Генри, расстроенный легкостью, с которой она прибегает к этому непристойному слову, едва находит в себе силы для того, чтобы попробовать выпытать у нее дальнейшие подробности.
— А ваш отец, — все же решается спросить он, — обсуждал с вами… чем, собственно, вы… э-э… могли… занемочь?
— Ах, Генри, уж эти мне ваши околичности! — нежно корит его миссис Фокс. — У меня чахотка. Так мне, во всяком случае, сказали, а сомневаться в правдивости сказанного я причин не имею.
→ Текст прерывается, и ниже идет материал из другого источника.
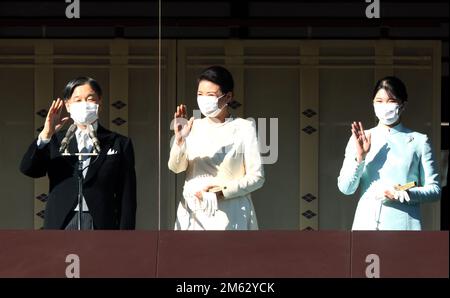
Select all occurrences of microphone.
[59,123,77,153]
[88,124,100,153]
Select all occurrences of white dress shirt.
[37,122,98,211]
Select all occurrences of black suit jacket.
[20,125,136,229]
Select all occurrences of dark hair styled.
[373,76,408,103]
[62,77,102,100]
[197,65,234,94]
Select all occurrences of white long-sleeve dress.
[168,118,264,230]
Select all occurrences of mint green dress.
[338,124,441,230]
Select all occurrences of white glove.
[202,191,217,217]
[394,190,410,203]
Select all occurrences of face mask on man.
[197,94,225,117]
[373,103,402,125]
[69,101,98,125]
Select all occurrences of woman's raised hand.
[352,122,370,162]
[173,104,194,145]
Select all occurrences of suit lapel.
[85,125,114,182]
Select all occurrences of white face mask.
[373,103,401,125]
[69,101,98,125]
[197,94,225,117]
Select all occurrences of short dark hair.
[373,76,408,103]
[62,77,102,100]
[197,65,234,94]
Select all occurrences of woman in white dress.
[168,66,264,230]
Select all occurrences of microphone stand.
[62,147,98,231]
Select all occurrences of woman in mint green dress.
[338,77,441,230]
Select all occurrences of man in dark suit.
[20,77,136,230]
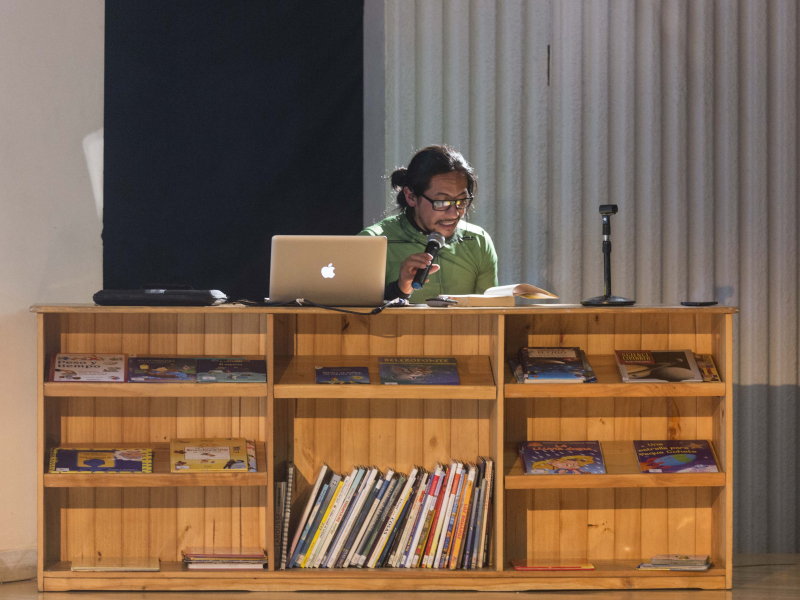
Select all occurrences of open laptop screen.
[269,235,386,306]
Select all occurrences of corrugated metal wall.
[385,0,800,552]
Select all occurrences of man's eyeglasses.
[420,194,474,211]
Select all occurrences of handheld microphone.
[411,231,444,290]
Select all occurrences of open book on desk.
[448,283,558,307]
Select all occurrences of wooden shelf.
[504,354,725,398]
[275,355,497,400]
[44,442,267,488]
[504,440,725,490]
[44,382,267,398]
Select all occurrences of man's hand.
[397,252,439,294]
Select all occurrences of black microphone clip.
[411,231,444,290]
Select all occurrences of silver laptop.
[269,235,386,306]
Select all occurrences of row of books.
[276,457,494,569]
[508,347,721,383]
[48,354,267,383]
[517,440,719,475]
[49,438,256,474]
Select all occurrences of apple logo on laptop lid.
[321,263,336,279]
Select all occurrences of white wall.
[0,0,105,581]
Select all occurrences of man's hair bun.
[391,167,408,189]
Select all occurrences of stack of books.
[508,347,597,383]
[183,548,267,570]
[280,457,494,569]
[636,554,711,571]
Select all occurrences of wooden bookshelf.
[32,305,736,591]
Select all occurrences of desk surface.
[30,304,739,315]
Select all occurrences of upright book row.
[275,457,494,569]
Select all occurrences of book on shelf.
[275,462,294,571]
[48,353,128,383]
[508,350,597,383]
[281,457,492,569]
[169,438,249,473]
[447,283,558,307]
[196,357,267,383]
[633,440,719,473]
[614,350,703,383]
[378,356,461,385]
[128,356,197,383]
[70,556,161,573]
[650,554,711,567]
[517,441,606,475]
[49,448,153,473]
[183,548,267,570]
[519,347,586,383]
[694,354,722,383]
[314,367,369,384]
[511,558,594,571]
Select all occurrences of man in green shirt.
[359,146,497,303]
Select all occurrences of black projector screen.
[103,0,363,300]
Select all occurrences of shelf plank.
[44,382,267,398]
[44,560,725,592]
[504,440,726,490]
[504,354,725,398]
[275,355,497,400]
[44,442,267,488]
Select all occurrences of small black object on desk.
[581,204,636,306]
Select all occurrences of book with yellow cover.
[169,438,248,473]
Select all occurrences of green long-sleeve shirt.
[358,213,497,304]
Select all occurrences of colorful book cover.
[49,354,127,383]
[197,358,267,383]
[614,350,703,383]
[694,354,722,383]
[50,448,153,473]
[519,347,586,383]
[314,367,369,384]
[378,356,461,385]
[128,356,197,383]
[169,438,248,473]
[518,441,606,475]
[633,440,719,473]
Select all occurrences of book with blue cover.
[197,358,267,383]
[314,367,369,384]
[128,356,197,383]
[49,448,153,473]
[633,440,719,473]
[378,356,461,385]
[517,441,606,475]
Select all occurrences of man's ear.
[403,187,417,206]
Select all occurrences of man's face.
[404,171,469,238]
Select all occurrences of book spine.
[301,479,342,568]
[450,466,475,569]
[336,477,384,568]
[281,463,294,571]
[422,462,456,569]
[396,478,431,567]
[356,475,405,568]
[367,469,417,569]
[438,469,468,569]
[402,472,437,568]
[320,467,365,567]
[411,469,444,567]
[289,465,328,556]
[430,464,461,569]
[344,470,394,567]
[329,467,378,567]
[287,483,328,569]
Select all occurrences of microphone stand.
[581,204,636,306]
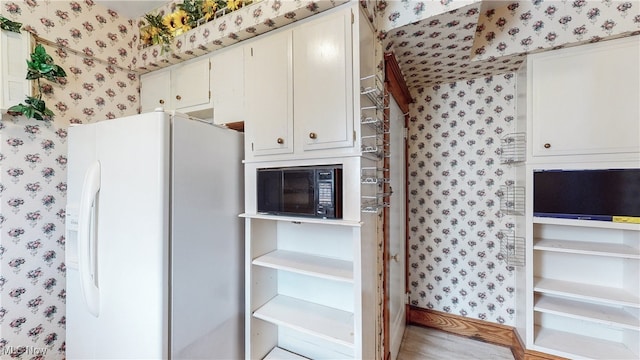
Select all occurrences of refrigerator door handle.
[78,161,100,317]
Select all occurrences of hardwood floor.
[398,325,514,360]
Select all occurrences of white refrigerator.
[66,111,244,359]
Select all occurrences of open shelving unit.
[242,214,362,359]
[529,217,640,359]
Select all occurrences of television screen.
[533,169,640,221]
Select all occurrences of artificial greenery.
[140,0,252,48]
[0,15,22,34]
[178,0,205,28]
[142,14,171,52]
[7,44,67,121]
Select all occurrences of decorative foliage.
[140,0,259,48]
[0,15,22,33]
[7,44,67,121]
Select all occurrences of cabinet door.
[529,37,640,156]
[171,57,210,111]
[0,30,31,109]
[245,31,293,155]
[293,9,354,150]
[140,69,173,113]
[211,47,245,124]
В глазах ее мелькает проблеск горячности — той же горячности, с какой она обсуждала с ним по дороге из церкви тонкости веры.
— В чем я расхожусь с общим мнением, включая и мнение моего ученого отца, так это в том, что знаю — я не обречена на смерть, во всяком случае, на скорую. Во мне скрыто что-то вроде… как бы это сказать? Что-то вроде помещенного туда Богом календаря оставшихся дней, и на каждом его листке написано, какие Его поручения мне еще предстоит выполнить. Не стану уверять вас, будто я в точности знаю, сколько там листков, да я и не хочу этого знать, однако я почему-то чувствую, что календарь мой еще довольно толст и уж, во всяком случае, состоит не из считанных, как все полагают, страничек. Да, у меня чахотка, так? Ну и прекрасно, у меня чахотка. Однако это я как-нибудь переживу.